Tour books are a staple of cricket literature, but I got to the end thinking that I couldn't recall a better one than this, by David Tossell.
It is so admirably researched, before you even consider the writing, which makes it as fast-paced and compelling as any any thriller. Which is what it is, even if at this distance we all know the ending and indeed 'whodunnit'.
The font size and layout is admirable, the photos excellent and the linear scorecards a real bonus. It looks and feels like a proper book and it certainly delivers. It is methodically arranged from the selection of the party through to the challenges of the tour itself, on and off the pitch.
The author has been short-listed seven times for the British Sports Book Awards and has written about sport for over four decades. Such experience is clear in a book that makes for such compelling reading.
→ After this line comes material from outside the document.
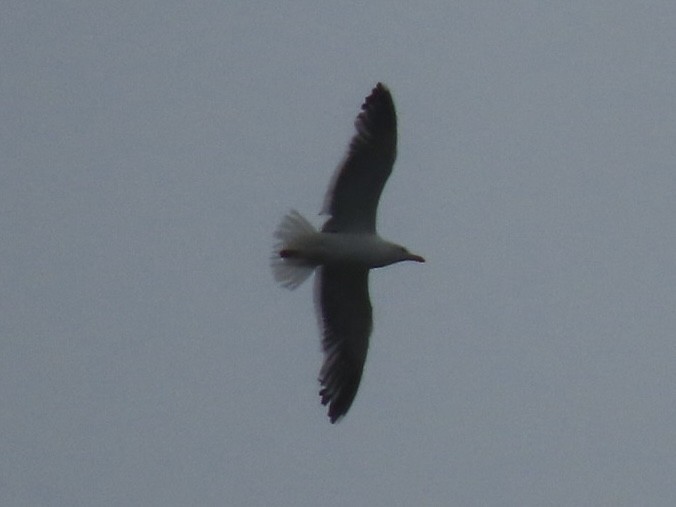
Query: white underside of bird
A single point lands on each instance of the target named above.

England were underprepared and unwilling to take any risks with the selection of young - or at least younger - players. There were several who could have gone, almost certainly should have, but instead we saw Fred Titmus go at the age of 42 as one of the spinners, while early injuries on fast, bouncy pitches saw Colin Cowdrey sent for at the same age. While they did as well as anyone, apart from Tony Greig and Alan Knott, it was nonsense, created by an antiquated selection process that had been flawed for decades.
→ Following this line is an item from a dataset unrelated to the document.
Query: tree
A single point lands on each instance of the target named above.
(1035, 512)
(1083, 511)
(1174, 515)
Their opponents selected younger men with points to prove. Of course, they had no idea if Dennis Lillee would be properly fit, or stay fit after months in plaster with a stress fracture of his back. Equally, they didn't know that Thomson would in one series go from fast and erratic tyro to one of the most frightening sights in the game. Had it been boxing, they would have stopped it after the first Test, when it was clear that England were outgunned and outclassed. Australia had rocket launchers at either end, while England had nothing to compare. There was no contest.
This is my second offering from Fairfield Books in so many weeks and is every bit as good as Stephen Chalke's fine work on Brian Close.
If you are looking for a Christmas read that you will return to again and again - the hallmark of the very best writing - then you cannot go wrong with either of these titles.
While the cricket season of 2024 is an increasingly distant memory, David Tossell has delivered a book to keep any enthusiast warm and engrossed over the darkest, coldest months of the year.
I could not recommend this more highly.